She tried to pass, but Hannah stood in her way. “What you hurryin' so for?” she asked, sharply; “where you been?”
“Where you been?” returned Sylvia, trembling.
“Up to Sarah's. Charlotte, she's gone down to Rebecca's. She's terrible thick with Rebecca. Well, I've been to see Rebecca; an' Rose, she's been, an' I ain't nothin' to say. William has got her for a wife, an' we've got to hold up our heads before folks; an' when it comes right down to it, there's a good many folks can't say much. If Charlotte Barnard wants to be thick with Rebecca, she can. Her mother won't say nothin'. She always was as easy as old Tilly; an' as for Cephas, he's either eatin' grass, or he ain't eatin' grass, an' that's all he cares about, unless he gets stirred up about politics, the way he did with Barney Thayer. I dunno but Charlotte thinks she'll get him back again goin' to see Rebecca. I miss my guess but what she sees him there sometimes. I wouldn't have a daughter of mine chasin' a fellar that had give her the mitten; but Charlotte ain't got no pride, nor her mother, neither. Where did you say you'd been, trapesin' through the snow?”
“Has Rose got her things most done?” asked Sylvia, desperately. Distress was awakening duplicity in her simple, straightforward heart. All Hannah Berry's thought slid, as it were, in well-greased grooves; only give one a starting push and it went on indefinitely and left all others behind, and her sister Sylvia knew it.
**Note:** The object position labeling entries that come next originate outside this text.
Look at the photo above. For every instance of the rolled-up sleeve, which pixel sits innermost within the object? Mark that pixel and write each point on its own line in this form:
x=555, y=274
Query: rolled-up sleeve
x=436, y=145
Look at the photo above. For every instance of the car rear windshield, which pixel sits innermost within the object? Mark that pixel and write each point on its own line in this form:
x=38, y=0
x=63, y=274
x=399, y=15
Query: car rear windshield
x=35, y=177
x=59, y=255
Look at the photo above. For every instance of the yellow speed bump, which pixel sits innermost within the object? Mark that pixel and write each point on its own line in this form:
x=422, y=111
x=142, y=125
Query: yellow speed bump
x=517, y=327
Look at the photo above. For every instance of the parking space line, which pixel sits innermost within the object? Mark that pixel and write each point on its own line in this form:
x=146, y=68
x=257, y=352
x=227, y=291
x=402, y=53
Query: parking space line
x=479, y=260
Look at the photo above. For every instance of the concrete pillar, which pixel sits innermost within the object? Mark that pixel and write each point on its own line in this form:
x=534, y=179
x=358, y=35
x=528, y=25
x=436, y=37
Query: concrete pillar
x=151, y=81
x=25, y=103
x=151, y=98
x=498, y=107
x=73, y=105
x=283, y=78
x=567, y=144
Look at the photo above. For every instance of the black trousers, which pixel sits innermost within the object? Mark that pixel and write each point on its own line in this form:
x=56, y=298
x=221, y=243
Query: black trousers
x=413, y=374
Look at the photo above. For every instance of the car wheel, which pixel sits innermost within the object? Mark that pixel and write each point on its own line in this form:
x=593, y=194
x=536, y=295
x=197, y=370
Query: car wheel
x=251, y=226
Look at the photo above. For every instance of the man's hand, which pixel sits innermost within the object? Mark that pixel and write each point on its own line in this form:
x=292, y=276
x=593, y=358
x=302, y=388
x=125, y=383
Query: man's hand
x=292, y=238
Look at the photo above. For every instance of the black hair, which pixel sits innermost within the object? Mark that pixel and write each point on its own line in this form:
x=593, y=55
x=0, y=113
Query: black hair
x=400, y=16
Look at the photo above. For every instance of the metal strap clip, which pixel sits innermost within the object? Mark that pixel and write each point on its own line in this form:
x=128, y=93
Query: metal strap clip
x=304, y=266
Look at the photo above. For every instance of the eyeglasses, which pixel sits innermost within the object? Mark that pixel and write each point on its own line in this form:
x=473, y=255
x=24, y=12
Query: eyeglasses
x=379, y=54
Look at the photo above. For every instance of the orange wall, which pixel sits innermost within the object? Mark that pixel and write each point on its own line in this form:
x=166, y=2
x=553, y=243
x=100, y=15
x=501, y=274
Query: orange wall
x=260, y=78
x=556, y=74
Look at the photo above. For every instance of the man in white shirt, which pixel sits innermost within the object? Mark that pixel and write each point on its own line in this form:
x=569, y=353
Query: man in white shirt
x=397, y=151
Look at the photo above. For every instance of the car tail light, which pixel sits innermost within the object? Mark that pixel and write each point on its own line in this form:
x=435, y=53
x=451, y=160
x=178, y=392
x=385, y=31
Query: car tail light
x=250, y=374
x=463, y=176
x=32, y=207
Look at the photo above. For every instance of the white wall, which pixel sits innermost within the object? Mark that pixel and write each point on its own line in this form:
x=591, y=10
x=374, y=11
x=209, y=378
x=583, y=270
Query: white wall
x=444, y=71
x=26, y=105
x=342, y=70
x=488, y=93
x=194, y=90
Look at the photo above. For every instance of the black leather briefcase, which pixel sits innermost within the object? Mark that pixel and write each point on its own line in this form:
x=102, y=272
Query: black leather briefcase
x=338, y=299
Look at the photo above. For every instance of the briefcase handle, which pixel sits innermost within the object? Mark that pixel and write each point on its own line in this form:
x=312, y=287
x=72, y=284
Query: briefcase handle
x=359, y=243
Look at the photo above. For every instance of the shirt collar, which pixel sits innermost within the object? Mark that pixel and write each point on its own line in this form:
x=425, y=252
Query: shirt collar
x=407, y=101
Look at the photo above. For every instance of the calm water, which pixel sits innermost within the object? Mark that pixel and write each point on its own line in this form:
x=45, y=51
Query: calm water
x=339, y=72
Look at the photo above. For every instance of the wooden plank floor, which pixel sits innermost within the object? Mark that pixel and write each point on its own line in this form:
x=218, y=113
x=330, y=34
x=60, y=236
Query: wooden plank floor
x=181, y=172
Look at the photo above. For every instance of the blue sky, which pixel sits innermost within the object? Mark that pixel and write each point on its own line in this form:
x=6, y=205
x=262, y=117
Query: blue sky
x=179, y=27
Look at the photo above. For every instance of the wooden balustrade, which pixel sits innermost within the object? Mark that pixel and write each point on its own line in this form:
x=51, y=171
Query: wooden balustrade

“Well, she's got 'em pretty near done,” replied Hannah Berry. “Her underclothes are all done, an' the quilts; the weddin'-dress ain't bought yet, an' she's got to have a mantilla. Do you know Charlotte ain't never wore that handsome mantilla she had when she was expectin' to marry Barney?”
“Ain't she?”
“No, she ain't, nor her silk gown neither. I said all I darsed to. I thought mebbe she or Sarah would offer; they both of 'em know how hard it is to get anything out of Silas; but they didn't, an' I wa'n't goin' to ask, nohow. I shall get a new silk an' a mantilla for Rose, an' not be beholden to nobody, if I have to sell the spoons I had when I was married.”
“I don't s'pose they have much to do with,” said Sylvia. She began to gradually edge past her sister.
“Of course they haven't; I know that jest as well as you do. But if Charlotte ain't goin' to get married she don't want any weddin'-gown an' mantilla, an' she won't ever get married. She let Thomas Payne slip, an' there ain't nobody else I can think of for her. If she ain't goin' to want weddin'-clothes, I don't see why she an' her mother would be any poorer for givin' hers away. 'Twouldn't cost 'em any more than to let 'em lay in the chest. Well, I've got to go home; it's supper-time. Where did you say you'd been, Sylvy?”
Sylvia was well past her sister; she pretended not to hear. “You ain't been over for quite a spell,” she called back, faintly.